- Interactive map of Munya
- Munya Location in Nigeria
- Coordinates: 9°47′N 7°02′E﻿ / ﻿9.783°N 7.033°E
- Country: Nigeria
- State: Niger State
- Headquarter: Sarkin Pawa

Government
- • Local Government Chairman and the Head of the Local Government Council: Aminu Abdulhamid Najume

Area
- • Total: 2,176 km^{2} (840 sq mi)

Population (2006 census)
- • Total: 103,651
- • Density: 47.63/km^{2} (123.4/sq mi)
- Time zone: UTC+1 (WAT)
- 3-digit postal code prefix: 921
- ISO 3166 code: NG.NI.MU

= Munya, Nigeria =

Munya is a Local Government Area in Niger State, Nigeria. Its headquarters are in the town of Sarkin Pawa in the north of the area near Kaduna State at.

It has an area of 2,176 km^{2} and a population of 103,651 at the 2006 census.

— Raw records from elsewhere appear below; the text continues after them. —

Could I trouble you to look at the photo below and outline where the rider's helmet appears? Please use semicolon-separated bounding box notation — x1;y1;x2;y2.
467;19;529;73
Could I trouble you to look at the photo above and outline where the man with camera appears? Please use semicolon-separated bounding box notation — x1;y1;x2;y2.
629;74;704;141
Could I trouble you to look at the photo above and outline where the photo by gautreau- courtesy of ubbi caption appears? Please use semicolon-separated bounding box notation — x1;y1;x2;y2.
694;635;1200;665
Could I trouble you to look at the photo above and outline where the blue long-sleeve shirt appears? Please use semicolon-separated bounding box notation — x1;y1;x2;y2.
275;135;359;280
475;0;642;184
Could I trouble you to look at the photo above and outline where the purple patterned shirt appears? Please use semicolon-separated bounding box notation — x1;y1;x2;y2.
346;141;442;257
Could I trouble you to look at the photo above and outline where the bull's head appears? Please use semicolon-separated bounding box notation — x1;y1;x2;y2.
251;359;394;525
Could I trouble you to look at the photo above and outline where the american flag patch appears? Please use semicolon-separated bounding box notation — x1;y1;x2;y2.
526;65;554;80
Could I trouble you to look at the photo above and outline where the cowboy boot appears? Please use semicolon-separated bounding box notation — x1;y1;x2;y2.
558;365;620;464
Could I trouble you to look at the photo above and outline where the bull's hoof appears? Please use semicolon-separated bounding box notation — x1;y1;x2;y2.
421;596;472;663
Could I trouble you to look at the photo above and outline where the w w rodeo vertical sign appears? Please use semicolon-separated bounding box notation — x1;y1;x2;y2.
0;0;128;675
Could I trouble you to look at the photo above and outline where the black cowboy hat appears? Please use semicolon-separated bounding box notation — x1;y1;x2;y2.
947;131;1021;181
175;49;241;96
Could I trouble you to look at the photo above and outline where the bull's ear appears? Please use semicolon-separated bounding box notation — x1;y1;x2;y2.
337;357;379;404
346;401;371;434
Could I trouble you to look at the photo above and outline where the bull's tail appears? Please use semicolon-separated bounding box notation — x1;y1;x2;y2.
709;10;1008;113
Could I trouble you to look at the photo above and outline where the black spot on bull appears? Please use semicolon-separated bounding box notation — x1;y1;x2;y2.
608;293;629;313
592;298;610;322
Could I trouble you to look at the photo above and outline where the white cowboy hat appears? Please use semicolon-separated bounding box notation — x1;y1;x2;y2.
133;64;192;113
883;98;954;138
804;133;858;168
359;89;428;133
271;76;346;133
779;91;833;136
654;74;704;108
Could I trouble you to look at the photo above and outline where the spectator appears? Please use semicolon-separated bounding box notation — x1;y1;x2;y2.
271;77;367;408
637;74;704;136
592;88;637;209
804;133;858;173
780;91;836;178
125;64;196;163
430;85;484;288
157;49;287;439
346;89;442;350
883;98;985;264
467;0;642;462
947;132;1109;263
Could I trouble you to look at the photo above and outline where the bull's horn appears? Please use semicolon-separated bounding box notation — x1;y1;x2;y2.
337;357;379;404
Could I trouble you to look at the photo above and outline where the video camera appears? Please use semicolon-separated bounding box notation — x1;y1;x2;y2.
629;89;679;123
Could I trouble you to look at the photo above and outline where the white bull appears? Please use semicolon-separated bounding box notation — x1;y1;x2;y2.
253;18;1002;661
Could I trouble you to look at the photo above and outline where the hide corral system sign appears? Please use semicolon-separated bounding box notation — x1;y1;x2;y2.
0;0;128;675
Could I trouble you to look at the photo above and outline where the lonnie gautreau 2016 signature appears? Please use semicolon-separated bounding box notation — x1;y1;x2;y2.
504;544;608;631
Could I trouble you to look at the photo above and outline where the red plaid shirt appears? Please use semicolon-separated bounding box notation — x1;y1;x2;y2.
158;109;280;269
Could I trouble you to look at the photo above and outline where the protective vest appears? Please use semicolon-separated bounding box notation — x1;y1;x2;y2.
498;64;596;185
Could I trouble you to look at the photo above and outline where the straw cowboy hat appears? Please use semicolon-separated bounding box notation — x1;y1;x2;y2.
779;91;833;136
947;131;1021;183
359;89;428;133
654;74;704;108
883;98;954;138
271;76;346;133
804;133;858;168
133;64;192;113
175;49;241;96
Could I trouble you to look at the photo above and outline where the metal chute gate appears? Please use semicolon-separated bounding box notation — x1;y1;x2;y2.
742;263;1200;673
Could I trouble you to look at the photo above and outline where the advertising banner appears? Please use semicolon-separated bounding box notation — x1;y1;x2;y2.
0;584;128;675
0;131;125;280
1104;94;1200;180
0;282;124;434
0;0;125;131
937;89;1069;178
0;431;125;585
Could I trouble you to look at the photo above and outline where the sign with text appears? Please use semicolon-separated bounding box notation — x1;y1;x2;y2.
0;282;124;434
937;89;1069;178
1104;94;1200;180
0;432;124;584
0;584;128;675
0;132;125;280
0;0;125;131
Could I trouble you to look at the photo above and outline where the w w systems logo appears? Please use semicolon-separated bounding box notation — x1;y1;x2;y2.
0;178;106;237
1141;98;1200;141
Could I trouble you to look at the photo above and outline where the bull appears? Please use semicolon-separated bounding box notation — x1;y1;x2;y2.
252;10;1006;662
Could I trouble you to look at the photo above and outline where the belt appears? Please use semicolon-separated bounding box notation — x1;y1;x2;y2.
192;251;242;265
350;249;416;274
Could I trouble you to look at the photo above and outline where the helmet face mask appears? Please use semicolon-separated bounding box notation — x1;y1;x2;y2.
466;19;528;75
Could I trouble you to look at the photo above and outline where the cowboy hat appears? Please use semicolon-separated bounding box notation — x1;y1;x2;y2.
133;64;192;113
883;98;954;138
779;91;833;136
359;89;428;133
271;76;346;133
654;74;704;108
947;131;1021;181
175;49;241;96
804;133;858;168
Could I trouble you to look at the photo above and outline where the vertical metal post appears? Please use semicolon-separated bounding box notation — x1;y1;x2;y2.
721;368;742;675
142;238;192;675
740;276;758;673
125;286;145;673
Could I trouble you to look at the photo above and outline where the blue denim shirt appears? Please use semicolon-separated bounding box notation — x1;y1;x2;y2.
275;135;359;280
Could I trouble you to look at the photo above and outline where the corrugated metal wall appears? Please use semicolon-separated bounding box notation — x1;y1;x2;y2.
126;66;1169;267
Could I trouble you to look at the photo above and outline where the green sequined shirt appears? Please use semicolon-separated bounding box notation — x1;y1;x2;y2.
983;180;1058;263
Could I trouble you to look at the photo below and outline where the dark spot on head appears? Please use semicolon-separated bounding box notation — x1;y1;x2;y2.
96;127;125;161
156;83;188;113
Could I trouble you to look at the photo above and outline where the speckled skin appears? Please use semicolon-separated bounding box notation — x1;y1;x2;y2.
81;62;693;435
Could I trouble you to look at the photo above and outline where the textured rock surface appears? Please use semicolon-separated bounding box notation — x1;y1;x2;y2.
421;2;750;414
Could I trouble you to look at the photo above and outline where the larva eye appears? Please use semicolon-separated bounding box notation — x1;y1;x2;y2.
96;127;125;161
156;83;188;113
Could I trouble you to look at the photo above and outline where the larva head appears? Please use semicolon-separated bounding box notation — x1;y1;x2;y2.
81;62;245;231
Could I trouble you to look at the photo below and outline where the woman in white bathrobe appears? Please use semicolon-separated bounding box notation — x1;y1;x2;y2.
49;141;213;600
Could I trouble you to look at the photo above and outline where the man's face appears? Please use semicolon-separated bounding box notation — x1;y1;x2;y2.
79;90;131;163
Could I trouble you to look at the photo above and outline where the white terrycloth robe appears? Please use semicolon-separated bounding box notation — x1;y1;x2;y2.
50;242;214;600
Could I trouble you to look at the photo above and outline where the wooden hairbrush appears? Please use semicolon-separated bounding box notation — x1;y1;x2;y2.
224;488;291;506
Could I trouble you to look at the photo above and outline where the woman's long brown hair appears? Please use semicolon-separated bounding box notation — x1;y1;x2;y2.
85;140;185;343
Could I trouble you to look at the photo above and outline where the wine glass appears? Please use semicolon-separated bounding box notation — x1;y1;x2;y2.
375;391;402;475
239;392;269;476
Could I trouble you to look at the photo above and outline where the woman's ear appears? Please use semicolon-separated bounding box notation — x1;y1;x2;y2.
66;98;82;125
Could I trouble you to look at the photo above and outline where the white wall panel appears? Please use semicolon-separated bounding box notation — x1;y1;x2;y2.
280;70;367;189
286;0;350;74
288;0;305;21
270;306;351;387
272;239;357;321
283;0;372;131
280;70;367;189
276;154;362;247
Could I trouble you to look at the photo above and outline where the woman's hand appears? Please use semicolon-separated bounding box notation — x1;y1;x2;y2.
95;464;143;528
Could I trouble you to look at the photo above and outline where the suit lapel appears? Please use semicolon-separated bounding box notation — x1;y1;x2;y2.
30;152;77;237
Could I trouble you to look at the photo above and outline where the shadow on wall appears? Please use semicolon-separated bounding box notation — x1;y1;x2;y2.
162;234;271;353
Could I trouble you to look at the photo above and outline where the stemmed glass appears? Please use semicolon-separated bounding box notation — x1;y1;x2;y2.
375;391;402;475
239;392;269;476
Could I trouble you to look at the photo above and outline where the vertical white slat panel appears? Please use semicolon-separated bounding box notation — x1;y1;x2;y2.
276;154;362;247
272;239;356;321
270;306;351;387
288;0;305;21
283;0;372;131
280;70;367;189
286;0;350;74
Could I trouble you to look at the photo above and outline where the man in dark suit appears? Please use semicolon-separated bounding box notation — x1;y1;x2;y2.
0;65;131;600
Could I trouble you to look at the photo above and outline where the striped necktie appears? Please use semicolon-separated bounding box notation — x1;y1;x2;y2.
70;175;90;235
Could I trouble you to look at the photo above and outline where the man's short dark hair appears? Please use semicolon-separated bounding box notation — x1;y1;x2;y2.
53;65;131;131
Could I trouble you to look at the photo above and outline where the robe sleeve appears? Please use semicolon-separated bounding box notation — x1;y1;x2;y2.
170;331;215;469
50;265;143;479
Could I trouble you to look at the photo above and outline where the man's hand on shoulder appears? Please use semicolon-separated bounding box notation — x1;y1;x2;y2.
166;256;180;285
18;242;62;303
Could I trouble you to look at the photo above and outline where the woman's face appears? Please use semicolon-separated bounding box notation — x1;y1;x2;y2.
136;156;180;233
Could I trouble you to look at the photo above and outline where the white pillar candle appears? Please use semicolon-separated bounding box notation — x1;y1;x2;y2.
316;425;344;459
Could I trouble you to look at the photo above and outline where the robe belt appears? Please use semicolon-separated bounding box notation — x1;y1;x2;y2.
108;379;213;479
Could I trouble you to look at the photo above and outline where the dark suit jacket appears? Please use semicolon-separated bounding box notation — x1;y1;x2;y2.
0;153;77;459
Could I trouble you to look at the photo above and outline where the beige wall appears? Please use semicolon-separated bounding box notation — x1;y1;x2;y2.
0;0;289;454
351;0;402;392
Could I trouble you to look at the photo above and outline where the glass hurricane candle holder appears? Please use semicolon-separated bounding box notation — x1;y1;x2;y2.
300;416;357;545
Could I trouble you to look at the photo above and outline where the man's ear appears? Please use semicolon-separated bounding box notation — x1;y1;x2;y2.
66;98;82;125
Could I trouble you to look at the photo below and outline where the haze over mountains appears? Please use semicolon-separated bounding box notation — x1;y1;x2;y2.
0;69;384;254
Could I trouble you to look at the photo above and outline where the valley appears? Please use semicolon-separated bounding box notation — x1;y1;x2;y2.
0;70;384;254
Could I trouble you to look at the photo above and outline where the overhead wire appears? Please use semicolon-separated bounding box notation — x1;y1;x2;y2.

The postal code of the area is 921.

It is located in the eastern region of the state. Its main inhabitants are the Gbari people with farming as their main occupation.

==Climate/Geography==
The River Kaduna flows through the 2,176 square kilometres or 840 square miles that make up Munya LGA's territory. The two main seasons in the region are the dry and the rainy ones, with the LGA's average temperature being 30 degrees Celsius or 86 degrees Fahrenheit.

==Guni==
Munya is made up of eight political wards with Guni ward as the largest and strongest of all. Guni as its popularly called, is the back bone of the whole state at large with most of the missionary schools in the state capital were relocated from Guni. in the local government level, Guni is the town with the most elite people to include the Magaji's family which over the years have contributed to the development and creation of the local government and partly the state at large.

==2021 raid==
On 17 November 2021, a gang of 80 armed bandits raided a village in Munya, killing 2 people and kidnapping 66 more, including the two wives of a local politician, and the mayor's two children. The attack was part of a broader campaign by bandits in the region.